(1915–1916)
180
Хорошо в вечеру, при лампадке,
Хорошо в вечеру, при лампадке,
Погрустить и поплакать втишок,
Из резной, низколобой укладки
Недовязанный вынуть чулок.
Ненаедою-гостем за кружкой
Усадить на лежанку кота,
И следить, как лучи над опушкой
Догорают виденьем креста,
Как бредет позад дремлющих гумен,
Оступаясь, лохмотница-мгла…
Все по старому: дед, как игумен,
Спит лохань и притихла метла.
Лишь чулок, как на отмели верши,
И с котом раздружился клубок.
Есть примета: где милый умерший,
Там пустует кольцо иль чулок,
Там божничные сумерки строже,
Дед безмолвен, провидя судьбу,
Глубже взор и морщины… О Боже —
Завтра год, как родная в гробу!
(1914)
181
Заблудилось солнышко в корбах темнохвойных,
Заблудилось солнышко в корбах темнохвойных,
Износило лапчатый золотой стихарь:
Не бежит ли красное от людей разбойных,
Не от злых ли кроется в сутемень да в марь.

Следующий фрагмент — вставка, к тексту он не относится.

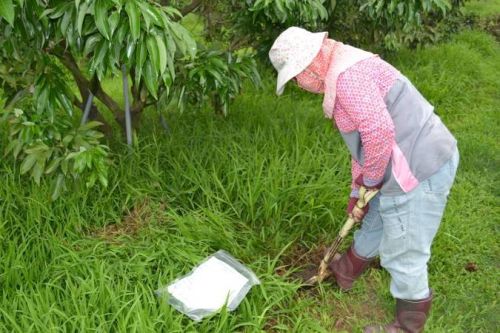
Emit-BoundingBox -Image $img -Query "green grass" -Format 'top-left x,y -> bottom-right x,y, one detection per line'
0,27 -> 500,332
465,0 -> 500,17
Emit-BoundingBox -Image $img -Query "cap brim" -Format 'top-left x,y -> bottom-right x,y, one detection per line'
276,32 -> 328,96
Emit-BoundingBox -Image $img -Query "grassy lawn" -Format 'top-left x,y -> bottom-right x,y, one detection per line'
0,14 -> 500,332
465,0 -> 500,17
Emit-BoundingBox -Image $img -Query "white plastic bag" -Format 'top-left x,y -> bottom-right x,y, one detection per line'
156,250 -> 260,321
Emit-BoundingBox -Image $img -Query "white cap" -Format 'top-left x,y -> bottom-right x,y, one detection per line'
269,27 -> 328,95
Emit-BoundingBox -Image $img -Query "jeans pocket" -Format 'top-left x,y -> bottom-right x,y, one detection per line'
380,195 -> 410,239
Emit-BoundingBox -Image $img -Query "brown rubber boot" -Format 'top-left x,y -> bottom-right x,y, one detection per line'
328,245 -> 374,290
363,291 -> 432,333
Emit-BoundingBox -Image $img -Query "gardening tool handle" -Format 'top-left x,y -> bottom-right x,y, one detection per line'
339,214 -> 358,239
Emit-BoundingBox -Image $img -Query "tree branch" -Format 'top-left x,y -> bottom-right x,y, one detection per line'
180,0 -> 203,16
58,52 -> 123,118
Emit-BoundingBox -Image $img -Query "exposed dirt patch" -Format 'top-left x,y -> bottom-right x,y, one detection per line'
274,244 -> 387,332
275,244 -> 327,279
90,198 -> 166,243
331,279 -> 387,332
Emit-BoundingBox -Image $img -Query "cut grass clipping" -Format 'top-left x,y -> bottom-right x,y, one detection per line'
0,32 -> 500,332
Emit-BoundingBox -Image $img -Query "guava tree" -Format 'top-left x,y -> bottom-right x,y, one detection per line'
0,0 -> 259,199
0,0 -> 463,199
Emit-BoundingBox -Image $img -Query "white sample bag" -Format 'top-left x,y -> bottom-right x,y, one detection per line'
156,250 -> 260,321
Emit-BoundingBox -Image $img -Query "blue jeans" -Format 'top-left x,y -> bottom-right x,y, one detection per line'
354,149 -> 459,300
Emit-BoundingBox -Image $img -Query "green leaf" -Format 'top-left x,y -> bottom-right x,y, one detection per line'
21,154 -> 38,175
94,0 -> 111,40
0,0 -> 15,26
109,11 -> 120,35
156,36 -> 167,73
83,34 -> 101,57
57,93 -> 73,116
125,0 -> 141,39
76,2 -> 89,36
45,157 -> 63,175
144,61 -> 158,99
146,36 -> 160,72
31,161 -> 44,185
50,173 -> 64,201
61,10 -> 73,36
135,43 -> 147,86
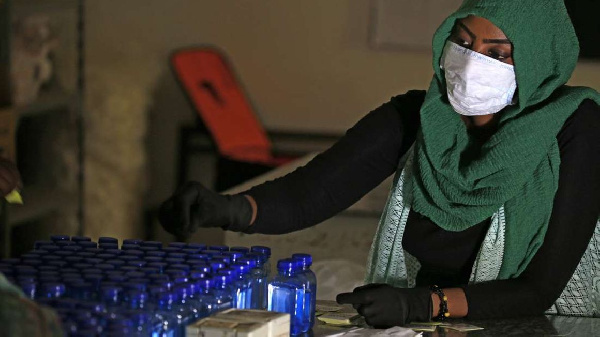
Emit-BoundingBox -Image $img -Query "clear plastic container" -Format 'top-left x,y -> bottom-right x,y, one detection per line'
268,259 -> 308,335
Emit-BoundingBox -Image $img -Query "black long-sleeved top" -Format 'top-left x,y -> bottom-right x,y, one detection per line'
247,91 -> 600,318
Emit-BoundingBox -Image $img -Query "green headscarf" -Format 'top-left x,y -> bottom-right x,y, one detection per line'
413,0 -> 600,279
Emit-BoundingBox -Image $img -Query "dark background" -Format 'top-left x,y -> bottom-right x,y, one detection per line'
565,0 -> 600,59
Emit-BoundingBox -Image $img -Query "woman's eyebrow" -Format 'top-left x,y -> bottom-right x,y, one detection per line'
456,21 -> 477,40
483,39 -> 511,44
456,21 -> 512,44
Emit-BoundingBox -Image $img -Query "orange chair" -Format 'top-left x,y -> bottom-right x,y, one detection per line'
170,46 -> 296,191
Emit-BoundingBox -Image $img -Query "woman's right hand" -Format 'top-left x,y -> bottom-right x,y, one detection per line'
159,182 -> 253,237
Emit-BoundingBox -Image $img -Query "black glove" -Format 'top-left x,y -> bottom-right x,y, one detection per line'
336,283 -> 431,328
158,182 -> 252,237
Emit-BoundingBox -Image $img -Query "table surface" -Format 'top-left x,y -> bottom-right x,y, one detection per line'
305,300 -> 600,337
226,153 -> 600,337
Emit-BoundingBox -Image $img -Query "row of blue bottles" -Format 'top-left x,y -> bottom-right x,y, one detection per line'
0,235 -> 278,337
267,254 -> 317,335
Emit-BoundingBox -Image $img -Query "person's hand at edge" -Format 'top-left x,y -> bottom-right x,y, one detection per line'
159,182 -> 254,237
336,283 -> 431,328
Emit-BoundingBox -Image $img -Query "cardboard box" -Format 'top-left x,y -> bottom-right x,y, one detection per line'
185,316 -> 269,337
216,309 -> 290,337
186,309 -> 290,337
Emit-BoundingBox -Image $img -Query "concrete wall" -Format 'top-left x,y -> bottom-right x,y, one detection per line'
86,0 -> 600,242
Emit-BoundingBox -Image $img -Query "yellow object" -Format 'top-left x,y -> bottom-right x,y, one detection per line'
4,190 -> 23,205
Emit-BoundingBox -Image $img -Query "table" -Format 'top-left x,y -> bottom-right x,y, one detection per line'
307,315 -> 600,337
310,301 -> 600,337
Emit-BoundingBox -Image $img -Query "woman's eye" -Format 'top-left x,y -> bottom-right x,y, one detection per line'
488,50 -> 509,61
452,36 -> 471,48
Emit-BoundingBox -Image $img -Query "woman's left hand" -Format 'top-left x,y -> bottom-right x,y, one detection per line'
0,157 -> 22,197
336,283 -> 431,328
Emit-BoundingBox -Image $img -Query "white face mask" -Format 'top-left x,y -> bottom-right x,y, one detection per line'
440,41 -> 517,116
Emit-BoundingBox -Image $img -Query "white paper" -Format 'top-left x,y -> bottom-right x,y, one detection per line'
328,326 -> 423,337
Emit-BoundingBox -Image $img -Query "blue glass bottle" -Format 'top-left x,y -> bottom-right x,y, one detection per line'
213,273 -> 233,311
208,245 -> 229,252
238,258 -> 256,309
196,277 -> 217,318
246,253 -> 268,310
152,292 -> 181,337
231,263 -> 251,309
100,286 -> 123,312
229,246 -> 250,255
250,246 -> 271,277
292,253 -> 317,329
268,259 -> 308,335
174,284 -> 200,328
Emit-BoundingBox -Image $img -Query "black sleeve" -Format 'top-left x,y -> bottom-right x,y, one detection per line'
245,91 -> 425,234
464,100 -> 600,319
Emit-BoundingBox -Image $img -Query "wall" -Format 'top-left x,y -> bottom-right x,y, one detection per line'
86,0 -> 600,242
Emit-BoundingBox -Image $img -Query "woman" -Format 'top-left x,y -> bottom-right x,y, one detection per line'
161,0 -> 600,327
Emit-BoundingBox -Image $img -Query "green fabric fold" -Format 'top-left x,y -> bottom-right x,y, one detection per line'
413,0 -> 600,279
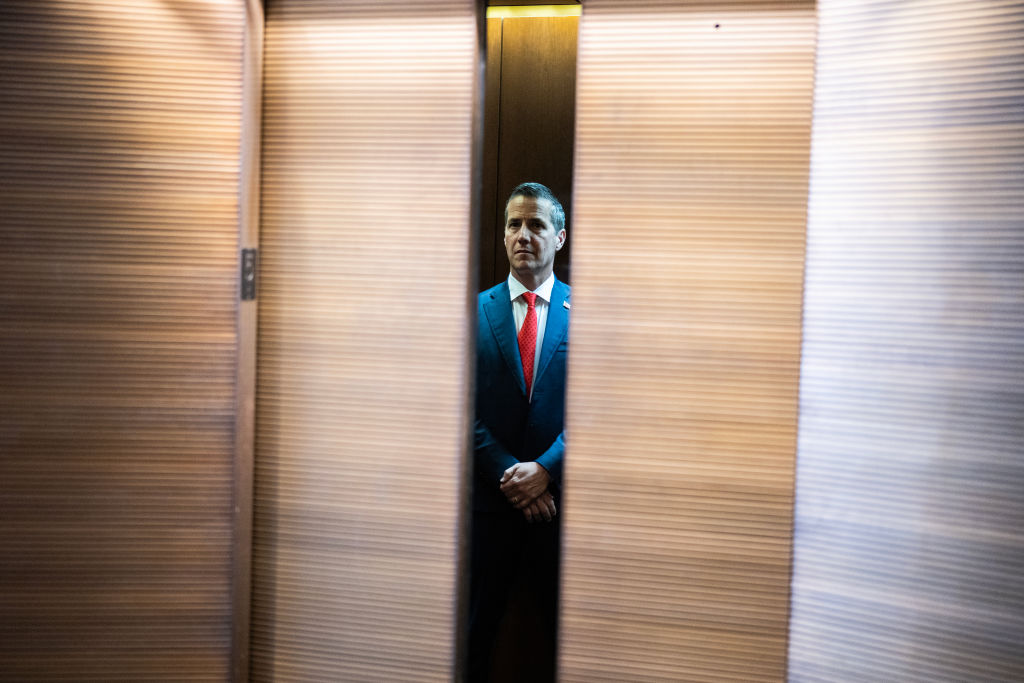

Али корба хвойная с бубенцами шишек,
С рушниками-зорями просини милей,
Красики с волвянками слаще звездных пышек
И громов размычливей гомон журавлей?
Эво, на валежине, словно угли в жарнике,
Половеет лапчатый золотой стихарь…
Потянули за море витлюки-комарники,
Нижет перелесица бляшки да янтарь.
Сядь, моя жалобная, в сарафане сборчатом,
В камчатом накоснике за послушный лен, —
Постучится солнышко под оконцем створчатым —
Шлет-де вестку матушка с Тутошних сторон:
Мы в ответ: радехоньки говору то-светному,
Ходоку от маминой праведной души,
Здынься по крылечику к жарнику приветному,
От росы да мокрети лапти обсуши!
Полыхнувши золотом, прянет гость в предызбицу,
Краснобайной сказкою пряху улестит.
Как игумен в куколе, вечер, взяв кадильницу,
Складню рощ финифтяных ладаном кадит.
В домовище матушка… Пасмурной округою
Водит мглу незрячую поводырка-жуть,
И в рогожном кузове, словно поп за ругою,
В Сторону то-светную солнце правит путь.
(1915)
182
От сутемок до звезд, и от звезд до зари
От сутемок до звезд, и от звезд до зари
Бель бересты, зыбь хвои и смолы янтари,
Перекличка гагар, вод дремучая дремь,
И в избе, как в дупле, рудо-пегая темь,
От ловушек и шкур лисий таежный дух,
За оконцем туман, словно гагачий пух,
Журавлиный пролет, ропот ливня вдали,
Над поморьем лесов облаков корабли,
Над избою кресты благосенных вершин…
Спят в земле дед и мать, я в потемках один.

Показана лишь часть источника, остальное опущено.